In February 2022, she made an exception to compete in the Lake Memphremagog Winter Swimming Festival in Newport, Vt., where two lanes are cut into the frozen lake and the event is conducted like a regular swim meet — with spectators dressed in snow parkas, hats and boots. McManus is an experienced river and lake swimmer, acclimatized to swimming in ridiculously cold conditions. This contest had both: 30-degree water and 1 degree air, she recalls.

“They had to keep monitoring the water so it wouldn’t refreeze,” she says. “I did just 25-meter events,” which are mercifully short. “It was challenging but pretty amazing, too,” she says.

When the water is very cold, below 70 degrees, swimmers must take precautions and adapt, experts say. This means exposing themselves to cold water gradually over time, says Michael J. Joyner, physiologist and anesthesiologist at the Mayo Clinic in Rochester, Minn. “If the water temperature is really uncomfortable and you’re not used to it, you need to be careful,” he says. “If the temperature is below 70, get in for a few minutes today, then a few minutes tomorrow and so on.”

How long does it take? “It’s variable,” Joyner says. “But temps that once felt cold can feel not so cold in a matter of days or a week.

Both the B-CC and Silver Spring, Md., YMCA facilities offer year-round outdoor swimming.

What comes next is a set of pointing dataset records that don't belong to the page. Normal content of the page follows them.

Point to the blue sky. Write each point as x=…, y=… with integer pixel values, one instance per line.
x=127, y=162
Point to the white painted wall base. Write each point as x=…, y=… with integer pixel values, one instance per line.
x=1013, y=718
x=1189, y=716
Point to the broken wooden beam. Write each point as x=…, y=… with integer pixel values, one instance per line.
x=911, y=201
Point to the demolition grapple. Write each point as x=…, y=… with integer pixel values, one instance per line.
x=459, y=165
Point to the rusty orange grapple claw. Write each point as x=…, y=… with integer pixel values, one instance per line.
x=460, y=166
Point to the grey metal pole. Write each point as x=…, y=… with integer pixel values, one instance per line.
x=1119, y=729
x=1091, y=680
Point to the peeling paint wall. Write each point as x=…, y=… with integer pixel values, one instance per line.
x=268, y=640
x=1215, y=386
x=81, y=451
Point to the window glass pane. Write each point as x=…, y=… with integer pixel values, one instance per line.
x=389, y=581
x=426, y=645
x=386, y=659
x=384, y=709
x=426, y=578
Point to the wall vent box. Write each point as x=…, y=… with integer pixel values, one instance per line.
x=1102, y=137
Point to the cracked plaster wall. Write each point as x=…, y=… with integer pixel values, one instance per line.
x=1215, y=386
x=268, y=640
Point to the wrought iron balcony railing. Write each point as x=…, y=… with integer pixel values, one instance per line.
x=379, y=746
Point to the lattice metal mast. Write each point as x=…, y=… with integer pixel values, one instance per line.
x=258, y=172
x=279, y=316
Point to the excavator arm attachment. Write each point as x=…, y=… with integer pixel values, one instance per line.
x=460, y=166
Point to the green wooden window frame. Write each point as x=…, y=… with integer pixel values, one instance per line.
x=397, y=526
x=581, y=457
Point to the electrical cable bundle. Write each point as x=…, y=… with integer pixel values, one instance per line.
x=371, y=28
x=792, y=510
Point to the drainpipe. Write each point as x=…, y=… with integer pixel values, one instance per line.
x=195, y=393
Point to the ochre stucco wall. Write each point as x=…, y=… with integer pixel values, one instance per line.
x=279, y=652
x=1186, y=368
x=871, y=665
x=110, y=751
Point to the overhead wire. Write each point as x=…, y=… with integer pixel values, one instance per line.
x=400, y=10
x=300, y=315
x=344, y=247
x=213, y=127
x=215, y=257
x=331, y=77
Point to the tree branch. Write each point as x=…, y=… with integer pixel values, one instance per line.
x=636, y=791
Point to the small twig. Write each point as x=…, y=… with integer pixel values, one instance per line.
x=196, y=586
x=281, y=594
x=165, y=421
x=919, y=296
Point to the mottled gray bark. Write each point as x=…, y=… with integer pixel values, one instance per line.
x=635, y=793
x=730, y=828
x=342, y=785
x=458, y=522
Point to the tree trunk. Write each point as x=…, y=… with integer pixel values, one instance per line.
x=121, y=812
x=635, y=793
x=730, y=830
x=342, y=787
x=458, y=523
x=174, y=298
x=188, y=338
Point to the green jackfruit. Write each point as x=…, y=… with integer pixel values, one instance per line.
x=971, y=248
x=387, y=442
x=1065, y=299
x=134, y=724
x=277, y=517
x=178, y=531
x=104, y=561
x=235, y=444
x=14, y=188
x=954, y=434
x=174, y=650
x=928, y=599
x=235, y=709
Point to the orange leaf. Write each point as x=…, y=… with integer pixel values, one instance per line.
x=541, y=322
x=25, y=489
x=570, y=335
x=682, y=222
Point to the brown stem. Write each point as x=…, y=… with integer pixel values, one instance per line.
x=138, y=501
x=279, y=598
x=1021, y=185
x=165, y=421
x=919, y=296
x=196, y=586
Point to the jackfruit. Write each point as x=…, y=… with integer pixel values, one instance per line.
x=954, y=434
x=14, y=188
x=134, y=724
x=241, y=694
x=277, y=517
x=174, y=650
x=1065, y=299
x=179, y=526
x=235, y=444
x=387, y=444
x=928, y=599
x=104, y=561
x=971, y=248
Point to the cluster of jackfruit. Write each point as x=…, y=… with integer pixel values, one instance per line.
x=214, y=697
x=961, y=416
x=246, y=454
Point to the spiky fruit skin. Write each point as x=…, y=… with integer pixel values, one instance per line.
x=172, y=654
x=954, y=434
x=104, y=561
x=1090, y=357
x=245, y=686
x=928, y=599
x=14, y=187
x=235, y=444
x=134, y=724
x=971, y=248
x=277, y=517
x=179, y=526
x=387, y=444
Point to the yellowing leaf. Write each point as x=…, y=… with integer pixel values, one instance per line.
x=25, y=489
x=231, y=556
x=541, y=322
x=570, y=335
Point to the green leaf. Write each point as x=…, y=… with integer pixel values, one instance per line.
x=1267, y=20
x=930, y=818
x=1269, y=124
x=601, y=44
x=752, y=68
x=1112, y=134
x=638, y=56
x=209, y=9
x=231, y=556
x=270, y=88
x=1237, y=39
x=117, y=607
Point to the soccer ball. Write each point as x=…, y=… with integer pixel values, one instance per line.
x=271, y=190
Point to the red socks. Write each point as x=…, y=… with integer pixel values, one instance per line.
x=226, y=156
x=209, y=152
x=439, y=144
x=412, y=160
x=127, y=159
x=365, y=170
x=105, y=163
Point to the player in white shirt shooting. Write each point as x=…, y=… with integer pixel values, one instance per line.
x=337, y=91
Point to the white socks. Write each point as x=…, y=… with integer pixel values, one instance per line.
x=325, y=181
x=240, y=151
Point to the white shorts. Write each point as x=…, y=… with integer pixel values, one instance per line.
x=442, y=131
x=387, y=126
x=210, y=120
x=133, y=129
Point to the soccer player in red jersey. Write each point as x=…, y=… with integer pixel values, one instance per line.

Lifeguards, who often wear sweatpants and hoodies or swim parkas (long fleece-lined coats with a waterproof exterior) over their swimsuits, rotate every half-hour and have a small, heated shack available to protect them from cold, wind and rain. (Yes, outdoor swimmers also love swimming in the rain.) When the air is below freezing or the wind chill dips below 25, the pool closes until both rise. This protects against people slipping if water splashes on the deck and freezes.

Should you wear a wet suit? Nah. It’s only good for very cold water, experts say, when the water temperature dips below 76 degrees. In fact, you may feel too hot if you wear one in a heated pool.

Also, experts say, don’t soak in the hot tub before going outside to swim. “If you get in that hot water, you are setting yourself up for having the outdoor pool feel much colder,” Trappe says. So save the hot tub for after the swim.

As for getting into the outdoor pool, a big towel, bathrobe or swim parka is usually enough to make it from the locker room to the water and back again. Some swimmers don’t bother, though. “It only takes a minute or two to get into the water, and I can survive that long,” Campbell says. “It takes longer to put on a covering or take it off, and I’m already warm from my swim when I get out.”

I swim for 45 to 60 minutes and, after I get out, don’t linger outdoors to talk. Instead, I head straight to the indoor hot tub. “In the summer, you can have those conversations on the deck,” Trappe says. “In the winter, you can have the same conversations — but in the locker room.”